De acordo com a pediatra Vanuza Chagas, o trabalho de puericultura acontece mensalmente até o primeiro ano de vida da criança. A mãe recebe orientações sobre amamentação, introdução alimentar, prevenção de doenças, além de aferição de peso e estatura do bebê. Na rede particular, a consulta está acontecendo através de telemedicina, mas se o recurso não for possível na atenção pública, a alternativa é que haja a suspensão temporária do processo.

“Se tiver a consciência de que a única forma de conter a pandemia é por meio do isolamento social, realmente tem que pesar o risco-benefício. Tem que observar os casos, se é uma mãe que fez um bom pré-natal, que não teve intercorrências, se a criança teve as primeiras vacinas, a consulta no sistema público poderá ser adiada para benefício da mãe e do bebê, porque são pacientes de risco para o coronavírus”, detalha. 

Proteção

A médica cita ainda que a cobertura a mães no puerpério pode ser garantida por equipes do programa de saúde da família. “Elas são muito atuantes. Então, o que se pode fazer é ir até a casa do bebê  das famílias que podem ter mais risco, eu acredito que já esteja sendo feito isso”, pondera. Para aquelas que tiveram o acompanhamento suspenso, a pediatra recomenda que “elas fiquem tranquilas, seguras e tentem seguir o que ouviram na maternidade”.

Em relação aos serviços de apoio e proteção a famílias com vulnerabilidades, o estudo indicou que 50% declararam a suspensão das atividades do Sistema Único de Assistência Social (Suas) do Ministério do Desenvolvimento; 42,65% afirmaram que as equipes continuam trabalhando em regime de plantão e 39,71% com horário reduzido. 
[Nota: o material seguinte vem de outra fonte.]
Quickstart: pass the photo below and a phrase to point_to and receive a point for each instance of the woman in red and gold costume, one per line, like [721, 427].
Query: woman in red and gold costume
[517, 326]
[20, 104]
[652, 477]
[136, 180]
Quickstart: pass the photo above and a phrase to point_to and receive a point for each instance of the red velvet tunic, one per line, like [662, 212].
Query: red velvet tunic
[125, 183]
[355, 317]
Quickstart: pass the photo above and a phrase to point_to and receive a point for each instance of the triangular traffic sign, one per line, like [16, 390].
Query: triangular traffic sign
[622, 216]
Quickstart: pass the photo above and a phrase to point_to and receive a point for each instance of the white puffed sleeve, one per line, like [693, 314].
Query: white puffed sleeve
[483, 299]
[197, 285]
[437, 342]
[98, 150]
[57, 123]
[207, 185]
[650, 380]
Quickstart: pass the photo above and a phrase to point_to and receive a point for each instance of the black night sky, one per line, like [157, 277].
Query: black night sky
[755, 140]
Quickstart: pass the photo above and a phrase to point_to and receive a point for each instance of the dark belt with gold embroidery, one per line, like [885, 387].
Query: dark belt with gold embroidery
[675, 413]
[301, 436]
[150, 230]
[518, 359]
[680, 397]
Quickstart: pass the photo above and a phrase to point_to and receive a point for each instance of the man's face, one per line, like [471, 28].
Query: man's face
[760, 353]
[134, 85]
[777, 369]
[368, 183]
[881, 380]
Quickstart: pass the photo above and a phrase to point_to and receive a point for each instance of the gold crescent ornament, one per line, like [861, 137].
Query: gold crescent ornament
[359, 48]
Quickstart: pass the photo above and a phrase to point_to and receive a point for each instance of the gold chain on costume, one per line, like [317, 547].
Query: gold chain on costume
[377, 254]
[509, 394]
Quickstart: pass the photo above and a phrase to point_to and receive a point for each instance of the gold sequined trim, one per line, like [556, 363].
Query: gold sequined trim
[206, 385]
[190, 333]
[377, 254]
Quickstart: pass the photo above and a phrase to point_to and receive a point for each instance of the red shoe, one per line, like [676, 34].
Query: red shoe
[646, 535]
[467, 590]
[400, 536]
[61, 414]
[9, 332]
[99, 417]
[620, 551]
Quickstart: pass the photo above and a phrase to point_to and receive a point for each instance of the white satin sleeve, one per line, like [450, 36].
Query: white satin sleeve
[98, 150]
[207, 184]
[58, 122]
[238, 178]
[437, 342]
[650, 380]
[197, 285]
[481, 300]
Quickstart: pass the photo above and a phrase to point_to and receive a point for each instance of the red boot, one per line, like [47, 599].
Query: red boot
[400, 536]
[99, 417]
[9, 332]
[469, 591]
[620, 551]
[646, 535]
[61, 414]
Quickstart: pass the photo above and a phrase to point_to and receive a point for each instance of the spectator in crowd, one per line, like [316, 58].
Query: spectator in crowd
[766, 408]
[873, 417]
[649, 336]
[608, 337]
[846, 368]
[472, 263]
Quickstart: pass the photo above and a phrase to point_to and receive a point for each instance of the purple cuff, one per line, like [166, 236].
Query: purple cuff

“O que mais nos deixa aflitos é que nós estamos em um ano eleitoral, e qualquer atitude que o gestor municipal venha a tomar de forma assistencialista, o Ministério Público pode interpretar de outra forma, e isso pode deixar gestores questionando se podem ou não tomar essas medidas, como distribuição de cestas básicas para famílias carentes”, pontua.

Municípios

Responderam ao levantamento as cidades de Fortaleza, Aiuaba, Alto Santo, Aracati, Aratuba, Assaré, Banabuiú, Barbalha, Cascavel, Cruz, Forquilha, Ipu, Itaiçaba, Itapajé, Madalena, Massapê, Mulungu, Novo Oriente, Ocara, Pacatuba, Pacoti, Palmácia, Paracuru, Paramoti, Piquet Carneiro, Quixelô, Quixeramobim, Santa Quitéria, São Benedito, Sobral, Tamboril, Uruburetama, Várzea Alegre, Pentecoste, Acopiara, Alcântaras, Altaneira, Antonina do Norte, Baixio, Barreira, Barroquinha, Campos Sales, Catunda, Choró, Crato, Eusébio, Fortim, Guaiuba, Guaraciaba do Norte, Hidrolândia, Ibiapina, Icapuí, Ipaporanga, Iracema, Maranguape, Martinópole, Mauriti, Milhã, Mombaça, Monsenhor Tabosa, Penaforte, Pindoretama, Quixeré, Redenção, Solonópole, Ubajara, Uruoca, Senador Pompeu, Croatá, Itapipoca e Maracanaú.